Ex Parte Joseph P. Dangelo.

Citation339 S.W.3d 143
Decision Date24 August 2011
Docket NumberNos. 02–09–00266–CR,02–09–00268–CR.,s. 02–09–00266–CR
PartiesEx parte Joseph P. DANGELO.
CourtTexas Court of Appeals

OPINION TEXT STARTS HERE

Jerry J. Loftin, Danny Burns, Fort Worth, for Appellants.Joe Shannon, Jr., Crim. Dist. Atty., Charles M. Mallin, Asst. Crim. Dist. Atty., Chief of Appellate Section and Andrea Jacobs Asst. Crim. Dist. Atty., Tarrant County, Fort Worth, for State.PANEL: LIVINGSTON, C.J.; DAUPHINOT and McCOY, JJ.

OPINION ON REHEARING

TERRIE LIVINGSTON, Chief Justice.

We grant the State's motion for rehearing, we withdraw the opinion issued in this case on June 17, 2010, and we substitute the following opinion in its place. In two points, appellant Joseph P. Dangelo appeals the trial court's denials of his preconviction applications for a writ of habeas corpus. We affirm in part and reverse and remand in part.

Background Facts

In 2004, a grand jury indicted appellant with four sex-related felony offenses against a child who was younger than fourteen years old. In February 2008, appellant entered into a plea agreement in which he received written admonishments, waived statutory and constitutional rights, and pled guilty only to injury to a child, which is not by statutory language a sex-related offense and which, as charged in appellant's amended indictment, is a third-degree felony.1 See Tex. Penal Code Ann. § 22.04(a)(3), (f) (Vernon Supp. 2010). The trial court deferred adjudication of appellant's guilt for injury to a child and placed him on community supervision for seven years.

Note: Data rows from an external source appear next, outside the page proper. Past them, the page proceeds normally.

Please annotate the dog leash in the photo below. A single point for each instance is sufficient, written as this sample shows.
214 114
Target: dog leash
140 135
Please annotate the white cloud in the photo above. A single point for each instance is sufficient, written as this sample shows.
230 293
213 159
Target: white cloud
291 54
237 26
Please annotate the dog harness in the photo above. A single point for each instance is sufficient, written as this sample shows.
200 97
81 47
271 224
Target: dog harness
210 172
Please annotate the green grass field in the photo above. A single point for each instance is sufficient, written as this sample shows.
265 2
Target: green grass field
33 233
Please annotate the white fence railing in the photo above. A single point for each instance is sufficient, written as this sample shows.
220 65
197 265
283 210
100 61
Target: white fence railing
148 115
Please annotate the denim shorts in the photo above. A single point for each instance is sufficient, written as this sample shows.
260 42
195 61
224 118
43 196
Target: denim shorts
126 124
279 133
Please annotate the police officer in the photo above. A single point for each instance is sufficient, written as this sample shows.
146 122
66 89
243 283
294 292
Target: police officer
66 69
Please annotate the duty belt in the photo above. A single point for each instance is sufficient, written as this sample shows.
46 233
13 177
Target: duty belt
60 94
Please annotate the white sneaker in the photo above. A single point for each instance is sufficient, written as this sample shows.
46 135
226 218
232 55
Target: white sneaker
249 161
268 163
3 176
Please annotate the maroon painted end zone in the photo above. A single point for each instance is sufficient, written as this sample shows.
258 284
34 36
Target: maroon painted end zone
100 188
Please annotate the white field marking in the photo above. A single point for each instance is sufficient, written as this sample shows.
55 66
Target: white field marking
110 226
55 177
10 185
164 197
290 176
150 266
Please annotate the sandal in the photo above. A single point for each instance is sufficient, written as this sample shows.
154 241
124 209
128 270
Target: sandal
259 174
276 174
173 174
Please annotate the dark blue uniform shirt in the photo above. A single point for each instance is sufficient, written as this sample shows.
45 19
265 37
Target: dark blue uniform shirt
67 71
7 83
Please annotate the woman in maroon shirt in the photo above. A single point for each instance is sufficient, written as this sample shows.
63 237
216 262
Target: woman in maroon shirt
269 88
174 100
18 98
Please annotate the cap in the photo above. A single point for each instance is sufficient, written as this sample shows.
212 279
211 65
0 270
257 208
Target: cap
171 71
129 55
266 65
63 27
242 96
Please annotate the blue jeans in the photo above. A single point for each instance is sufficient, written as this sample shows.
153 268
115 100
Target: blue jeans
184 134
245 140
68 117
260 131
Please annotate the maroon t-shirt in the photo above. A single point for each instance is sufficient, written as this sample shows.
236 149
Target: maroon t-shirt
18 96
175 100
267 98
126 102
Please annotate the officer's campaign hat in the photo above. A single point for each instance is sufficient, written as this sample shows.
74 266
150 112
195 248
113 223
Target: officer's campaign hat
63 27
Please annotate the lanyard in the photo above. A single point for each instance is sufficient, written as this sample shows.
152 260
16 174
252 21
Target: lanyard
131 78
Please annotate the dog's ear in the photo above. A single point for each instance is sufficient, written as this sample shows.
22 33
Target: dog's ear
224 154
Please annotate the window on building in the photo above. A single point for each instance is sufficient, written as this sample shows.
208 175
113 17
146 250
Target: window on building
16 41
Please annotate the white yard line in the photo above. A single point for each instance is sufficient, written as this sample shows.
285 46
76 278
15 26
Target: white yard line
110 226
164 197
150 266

The original terms of appellant's community supervision prohibited him from contacting the complainant of his crime in any manner and precluded his unsupervised access to any child under seventeen years old (except for one specifically designated child); the terms did not require him to complete sex offender treatment.2 However, in May 2008, the trial court signed an amendment to appellant's community supervision terms.3 The amendment included provisions that precluded his participation in several sex-related acts and required him to [a]ssume responsibility for [his] offense,” submit to a sex offender treatment evaluation “as directed by the supervision officer,” complete psychological sex offender counseling, and [s]ubmit to ... and show no deception on any polygraph examination ... as directed by the Court or supervision officer.” The trial court signed another amendment in January 2009 that required appellant to restart his sex offender treatment “with PSY as directed by the supervision officer” but dismissed the State's petition for the trial court to proceed to adjudication of his guilt.4 Appellant filed objections to the amended terms.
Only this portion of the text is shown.